Otherwise, follow the free list of pages and
try from them.
If none of the free list pages can
support the request,
then obtain a new page.
.P
Free by coalescing a block with its neighbors if
they are free,
putting the block on its page's free list,
and updating the free byte count of the page.
.H 2 "Pros and Cons"
.BL
.LI
Fairly quick allocation \(em slightly slower than qalloc.
.LI
Excellent data locality for some objects,
such as PostScript proc arrays,
since successive allocs tend to come from the
same page.
.LI
Poor data locality for objects that need to be near
each other but are allocated over time,
such as canvases and events.
.LI
Similar overhead to qalloc \(em integer size.
Good use of available space on ``free pages''
Excellent page fragmentation integral to the design.
.LE
.H 2 "Hints"
.P
.B "Stop storing the size in the blocks."
.P
I believe that for 70% of the objects,
the function doing the qfree could tell it
exactly how big the object was
(e.g., feed it the known CONSTANT size).
For another 20%,
the size is stored somewhere in or around the
object and could be fed to qfree.
Another 5% could have their size calculated.
To store the size for
\f2every\f1
object just so that the remaining 5% can remain
clueless is wasteful.
.P
The prototype implementation of POM needs the
size of the object and its predecessor for
efficient coalescing.
.P
.B "Allocate hierarchical objects in arrays."
.P
Related objects that are always scanned with
hierarchies of similar objects could be allocated
several at a time so that the hierarchies will
exist on a few related ``hot'' pages.
This applies well to canvasses and events that
are constantly being scanned and compared/checked,
but not really to any other objects in our system.
The circumstances under which these objects are
scanned are also quite common
(mouse movement, keystrokes, etc.)
in areas greatly affecting perceived performance.
Use of separate HPA pools here would take care of this.
.P
.B "Special case keywords"
.P
Since keywords are not refcounted,
they can be allocated with little overhead
(they will never be put on a free list)
on their own pages.
Currently, they exist all throughout memory
(wherever allocated data was coming from when
they were encountered in an input stream),
and contain some unnecessary overhead.
.P
.B "Special case processes"
.P
Processes essentially contain one static
structure that points to three growable structures:\ \&
the operand, dictionary, and execution stacks.

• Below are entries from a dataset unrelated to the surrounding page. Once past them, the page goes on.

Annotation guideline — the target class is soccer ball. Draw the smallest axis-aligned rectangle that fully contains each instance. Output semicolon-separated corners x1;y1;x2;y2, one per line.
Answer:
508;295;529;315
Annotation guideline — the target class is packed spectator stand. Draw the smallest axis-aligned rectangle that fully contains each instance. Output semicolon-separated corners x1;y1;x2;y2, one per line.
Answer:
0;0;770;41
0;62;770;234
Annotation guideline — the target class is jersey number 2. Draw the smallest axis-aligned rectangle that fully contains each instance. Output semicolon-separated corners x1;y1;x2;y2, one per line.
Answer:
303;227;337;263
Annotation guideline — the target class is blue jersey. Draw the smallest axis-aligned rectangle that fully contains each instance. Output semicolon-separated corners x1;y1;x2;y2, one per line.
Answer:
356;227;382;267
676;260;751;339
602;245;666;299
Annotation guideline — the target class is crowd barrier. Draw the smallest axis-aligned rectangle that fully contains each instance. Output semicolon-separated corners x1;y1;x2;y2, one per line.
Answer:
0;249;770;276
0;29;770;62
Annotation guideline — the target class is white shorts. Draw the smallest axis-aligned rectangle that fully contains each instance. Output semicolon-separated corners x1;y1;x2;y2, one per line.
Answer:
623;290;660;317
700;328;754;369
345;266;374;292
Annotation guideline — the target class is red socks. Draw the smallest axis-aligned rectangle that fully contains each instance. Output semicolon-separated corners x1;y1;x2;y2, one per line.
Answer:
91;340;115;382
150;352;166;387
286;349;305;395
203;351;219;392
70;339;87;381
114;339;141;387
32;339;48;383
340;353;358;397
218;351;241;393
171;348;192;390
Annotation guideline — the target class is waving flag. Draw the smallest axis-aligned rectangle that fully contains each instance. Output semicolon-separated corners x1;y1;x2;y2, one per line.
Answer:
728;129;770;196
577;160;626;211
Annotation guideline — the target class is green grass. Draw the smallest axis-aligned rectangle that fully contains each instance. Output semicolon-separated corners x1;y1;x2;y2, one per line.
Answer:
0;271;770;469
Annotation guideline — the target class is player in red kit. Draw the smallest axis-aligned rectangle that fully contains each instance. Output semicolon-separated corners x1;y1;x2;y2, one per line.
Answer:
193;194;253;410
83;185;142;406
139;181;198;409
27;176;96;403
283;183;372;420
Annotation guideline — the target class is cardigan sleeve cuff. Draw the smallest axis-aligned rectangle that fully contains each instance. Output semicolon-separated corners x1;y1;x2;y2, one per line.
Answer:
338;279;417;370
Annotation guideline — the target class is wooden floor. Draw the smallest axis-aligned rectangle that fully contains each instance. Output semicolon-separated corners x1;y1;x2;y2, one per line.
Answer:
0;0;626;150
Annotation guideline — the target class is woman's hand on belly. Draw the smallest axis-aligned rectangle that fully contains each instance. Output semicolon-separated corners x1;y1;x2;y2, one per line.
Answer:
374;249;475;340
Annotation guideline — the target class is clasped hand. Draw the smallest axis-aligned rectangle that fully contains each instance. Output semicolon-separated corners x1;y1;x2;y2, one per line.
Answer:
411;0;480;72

The static process ``core'' also points to other
structures that are less well-controlled,
such as the gc stack.
The static process ``core'' is the only object in
the system that can point to the three growable structures.
Thus, if these structures grow,
only one pointer must be changed to relocate them.
Special functions could take care of allocating
and growing these ``children'' of the process to
keep them localized.
Giving them their own POM may be enough.
.P
.B "Analyze spaghetti trees and allocate them in one request"
.P
Take canvases, for instance:\ \&
all screen canvases have a RAS_TYPE_CHILD
of the screen raster,
and all orphan canvases have a RAS_TYPE_MEMORY raster.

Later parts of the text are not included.